Oggi è molto chiaro come il groviglio delle manipolazioni finanziarie, che trovano nella borsa il centro operativo, non è essenziale per il mantenimento di una attività produttiva multiforme, dinamica e progressiva.
Le funzioni “ideali” che gli economisti attribuiscono al mercato azionario sono quelle di strumento allocativo delle risorse finanziarie che agiscono da forza disciplinatrice delle imprese così da spingerle al conseguimento dell’efficienza operativa.
Ma questa funzione “ideale” è palesemente falsa perchè il prezzo dei titoli è dissociato dalle effettiva potenzialità di guadagno della impresa e dal suo reale valore.

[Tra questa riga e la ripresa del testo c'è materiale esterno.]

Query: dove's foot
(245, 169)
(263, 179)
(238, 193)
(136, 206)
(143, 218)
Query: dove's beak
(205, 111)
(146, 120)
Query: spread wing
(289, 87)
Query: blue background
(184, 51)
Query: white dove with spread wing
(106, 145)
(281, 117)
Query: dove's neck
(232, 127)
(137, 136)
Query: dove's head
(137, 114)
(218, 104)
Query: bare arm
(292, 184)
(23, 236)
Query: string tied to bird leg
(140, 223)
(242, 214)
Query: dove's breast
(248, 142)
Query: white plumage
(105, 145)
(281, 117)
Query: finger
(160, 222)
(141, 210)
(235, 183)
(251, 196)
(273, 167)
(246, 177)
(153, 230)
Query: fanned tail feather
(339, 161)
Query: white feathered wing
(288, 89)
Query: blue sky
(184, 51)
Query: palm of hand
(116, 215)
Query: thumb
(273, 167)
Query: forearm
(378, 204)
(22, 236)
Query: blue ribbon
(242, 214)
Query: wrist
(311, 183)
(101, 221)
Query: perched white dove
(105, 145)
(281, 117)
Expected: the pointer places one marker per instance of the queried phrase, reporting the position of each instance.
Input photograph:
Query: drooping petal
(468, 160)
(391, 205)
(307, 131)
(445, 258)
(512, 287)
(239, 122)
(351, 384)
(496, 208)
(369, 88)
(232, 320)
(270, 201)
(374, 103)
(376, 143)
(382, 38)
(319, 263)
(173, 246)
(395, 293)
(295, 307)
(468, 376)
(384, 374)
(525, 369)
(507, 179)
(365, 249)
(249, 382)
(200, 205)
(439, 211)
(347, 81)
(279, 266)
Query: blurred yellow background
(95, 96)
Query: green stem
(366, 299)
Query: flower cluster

Fin tanto che nel mercato borsistico non si eliminerà la funzione speculativa l’intervento correttivo dei poteri pubblici giungerà solo quando sarà stato ingente l’ammontare del risparmio espropriato e il numero di persone coinvolte.
Seppure questa crisi abbia fatto palesare un capitalismo aggressivo e violento nessuno tra gli economisti e i politici ne ha svelato il volto, così che tuttora lo spregiudicato manipolatore di titoli esercita un fascino anacronistico.
La forza del mito, si sa, sta nella resistenza ai fatti che lo smentiscono.